Cotali erano i discorsi delle brigate. - La realtà era, che dopo l'ultimo abboccamento con Giuliano, la Camilla, interrogata da suo padre del come si sarebbe comportata essendo chiesta in isposa da Leonardo, con universale maraviglia aveva risposto sospirando, che ubbidirebbe ai suoi genitori. Il signor Ambrogio fuori di dallo stupore e dal contento, stimando bene di ribattere il chiodo finchè l'era caldo, di soppiatto aveva spedito a Lecco un suo famiglio, dal quale avvertito quel galantuomo di Leonardo era accorso gongolando il giorno stesso; e tra per un certo suo naturale di giovialone, tra per la gioia che gli bolliva entro, avea fatto un gran baccano per la casa dello zio. - E così poi tra lo scherzo ed il bicchiero avea chiesta in isposa la Camilla, e n'aveva avuto dal padre della ragazza un bacione che valeva cento sì, dalla madre una stretta di mano che ne valeva almeno cinquanta, dalla fanciulla una chinata di capo che non diceva di no. - Costei certamente molto avea sofferto nel secondare così animosamente l'intendimento di Giuliano, ma tanto bastò al nuovo promesso per menarne uno scalpore di trionfo per tutto il comune, tanto avea bastato al signor Ambrogio per annunciare in sacristia il fausto avvenimento.
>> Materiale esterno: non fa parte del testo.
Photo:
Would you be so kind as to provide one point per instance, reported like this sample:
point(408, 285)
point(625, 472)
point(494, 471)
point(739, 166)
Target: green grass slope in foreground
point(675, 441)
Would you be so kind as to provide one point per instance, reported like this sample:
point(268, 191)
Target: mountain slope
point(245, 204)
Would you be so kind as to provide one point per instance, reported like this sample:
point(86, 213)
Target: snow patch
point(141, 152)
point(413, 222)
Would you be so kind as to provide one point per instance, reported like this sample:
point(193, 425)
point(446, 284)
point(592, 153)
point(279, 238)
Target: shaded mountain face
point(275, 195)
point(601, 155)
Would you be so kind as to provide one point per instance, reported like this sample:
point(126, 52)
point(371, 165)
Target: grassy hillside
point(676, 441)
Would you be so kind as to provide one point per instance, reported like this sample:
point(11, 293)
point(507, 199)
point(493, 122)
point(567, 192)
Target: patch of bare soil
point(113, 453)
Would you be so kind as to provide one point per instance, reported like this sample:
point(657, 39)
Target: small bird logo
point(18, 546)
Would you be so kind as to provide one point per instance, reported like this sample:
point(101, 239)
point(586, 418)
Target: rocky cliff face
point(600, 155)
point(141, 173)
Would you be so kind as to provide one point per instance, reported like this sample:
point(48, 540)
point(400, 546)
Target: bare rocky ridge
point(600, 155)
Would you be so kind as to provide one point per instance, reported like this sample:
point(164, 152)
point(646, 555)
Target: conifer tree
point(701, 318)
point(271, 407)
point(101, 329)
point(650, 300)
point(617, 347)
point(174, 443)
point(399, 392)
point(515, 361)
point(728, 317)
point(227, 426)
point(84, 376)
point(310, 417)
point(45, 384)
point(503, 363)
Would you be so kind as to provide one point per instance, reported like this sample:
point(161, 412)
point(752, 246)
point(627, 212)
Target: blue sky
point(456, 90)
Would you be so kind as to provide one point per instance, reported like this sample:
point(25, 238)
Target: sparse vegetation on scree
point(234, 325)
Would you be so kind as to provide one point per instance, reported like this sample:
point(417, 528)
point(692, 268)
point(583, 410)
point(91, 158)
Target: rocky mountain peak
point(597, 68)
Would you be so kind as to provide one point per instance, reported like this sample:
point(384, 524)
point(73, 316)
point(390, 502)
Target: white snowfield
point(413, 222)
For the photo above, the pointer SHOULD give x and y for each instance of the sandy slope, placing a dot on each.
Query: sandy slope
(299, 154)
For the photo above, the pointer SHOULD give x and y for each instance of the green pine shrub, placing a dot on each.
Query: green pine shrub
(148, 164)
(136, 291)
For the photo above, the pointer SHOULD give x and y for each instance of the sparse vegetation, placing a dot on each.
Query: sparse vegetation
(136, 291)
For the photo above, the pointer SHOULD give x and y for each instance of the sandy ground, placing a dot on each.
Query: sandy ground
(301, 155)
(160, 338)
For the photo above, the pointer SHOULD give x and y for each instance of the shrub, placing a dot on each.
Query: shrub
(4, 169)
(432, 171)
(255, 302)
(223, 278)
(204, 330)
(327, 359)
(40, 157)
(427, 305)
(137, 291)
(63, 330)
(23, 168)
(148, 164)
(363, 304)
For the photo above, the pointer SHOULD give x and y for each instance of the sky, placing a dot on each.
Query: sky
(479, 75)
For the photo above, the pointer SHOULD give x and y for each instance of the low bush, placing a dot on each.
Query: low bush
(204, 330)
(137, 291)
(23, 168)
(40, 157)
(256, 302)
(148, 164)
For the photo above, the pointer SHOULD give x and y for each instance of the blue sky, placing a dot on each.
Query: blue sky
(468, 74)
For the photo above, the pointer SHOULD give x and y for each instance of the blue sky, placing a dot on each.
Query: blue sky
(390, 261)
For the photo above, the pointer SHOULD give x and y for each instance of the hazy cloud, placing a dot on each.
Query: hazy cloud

- E quando faremo le nozze? chiese Leonardo all'orecchio del suocero prima di tornarsene a Lecco.

- Ma!... basta che ci corra di mezzo lo spazio necessario per le pubblicazioni; rispose questi.

- Di qui a due settimane dunque; soggiunse l'altro montando nel calessino; giacchè la Madonna cade opportunissima in giorno feriale. - Allora conviene spicciarsi! - conchiuse, e sferzò potentemente la cavalla.

Così eran rimasti d'accordo fra loro due; ma su ciò non s'arrese a ragioni la sposa, e volle a tutti i costi che le nozze fossero differite fin dopo i Santi. - E un altro grilletto della novizia sgomentò un poco lo sposo; dacchè pretese ella che dopo la cerimonia si dovesse partire difilati per Milano, e rimaner colà fino a mezza Quaresima. - «Cospetto, l'è arrogantella e bizzarra!» fece Leonardo fra ; ma la Camilla gli piaceva tanto, che solo affannavasi pel tempo troppo ristretto che gli restava onde allestire questa nuova casa a Milano. - Pertanto quando capitava, l'aveva sempre in tasca una buona novella, ed ora l'era il muratore che avea finito il restauro, ora il tappezziere che avea dato ordine alla bisogna; e tormentavasi il pover'uomo della poca soddisfazione mostrata dalla Camilla per tante premure; ma certo non sapeva, che il solo timore di incontrarsi a Lecco in Giuliano avea destato nella giovine quel ghiribizzo di passar il verno nella capitale, e che forse in quel termine delle nozze protratto d'un mese stava nascosta una vaga lusinga, quanto disperata altrettanto tenace, che le andassero a vuoto.